Michael Groll, Christian Opp, Galina Stulina, Ernst-August Nuppenau, Rashid Kulmatov, Inom Normatov, Andreas Dittmann und Nurmakhmad Shermatov erörtern die Herausforderungen für ein nachhaltiges Wasser-Ressourcen-Management am Beispiel des grenzüberschreitenden Zarafshan-Flusses in Tadschikistan und Usbekistan. Auf empirische Daten gestützt legen sie die Problematik dar, die aus der Überlagerung steigenden Wasserbedarfs und rückläufigen Schmelzwasserabflusses von den Gletschern der umliegenden Gebirge resultiert. Nicht nur die Wasserverfügbarkeit in ausreichender Menge ist kritisch, vielmehr wird sie durch die unzureichende Wasseraufbereitung der Abwässer aus Siedlungen, Industrieanlagen und durch Bergbauaktivitäten verschärft.

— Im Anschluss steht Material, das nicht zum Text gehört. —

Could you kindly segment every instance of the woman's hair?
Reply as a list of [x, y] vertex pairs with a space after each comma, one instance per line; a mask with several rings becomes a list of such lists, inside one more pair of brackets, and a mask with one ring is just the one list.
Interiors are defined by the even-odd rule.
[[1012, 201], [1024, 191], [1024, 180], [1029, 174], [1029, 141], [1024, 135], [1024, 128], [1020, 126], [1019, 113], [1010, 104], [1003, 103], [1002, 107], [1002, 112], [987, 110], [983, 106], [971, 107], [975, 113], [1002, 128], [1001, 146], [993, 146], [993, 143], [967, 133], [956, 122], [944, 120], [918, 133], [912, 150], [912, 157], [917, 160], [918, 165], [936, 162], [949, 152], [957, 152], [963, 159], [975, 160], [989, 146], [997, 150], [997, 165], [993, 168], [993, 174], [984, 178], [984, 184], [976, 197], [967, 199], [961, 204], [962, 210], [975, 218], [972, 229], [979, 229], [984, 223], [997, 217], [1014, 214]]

Die weitere Brücke zu humangeographischen Aspekten schlagen die Aufsätze von Tobias Reeh, Matthias Deutsch und Karl-Heinz Pörtge sowie Bernhard Batsch-Herzog. Erstere berichten über den verkehrsgeschichtlichen Wandel vom Gütertransport (Flößerei und Güterschifffahrt) bis hin zum Wasserwandern auf Saale und Unstrut und damit über die mehrfach wechselnde gesellschaftliche Umbewertung der Gewässer. Aus didaktischer Perspektive macht der abschließende Beitrag von Bernard Bartsch-Herzog Vorschläge, wie die Natur-Wahrnehmung durch Kinder auf spielerische und forscherisch-erkundende Weise gesteigert werden kann; Fließgewässer dienen hier als Ort der Umweltsensibilisierung.
Schließlich sei der einführende Aufsatz von Daniel Karthe hervorgehoben. Er gibt einen aktuellen Überblick zur Bedeutung des Klimawandels und klimatischer Extremereignisse für die Siedlungswasserwirtschaft und Trinkwasserhygiene in Deutschland und Mitteleuropa.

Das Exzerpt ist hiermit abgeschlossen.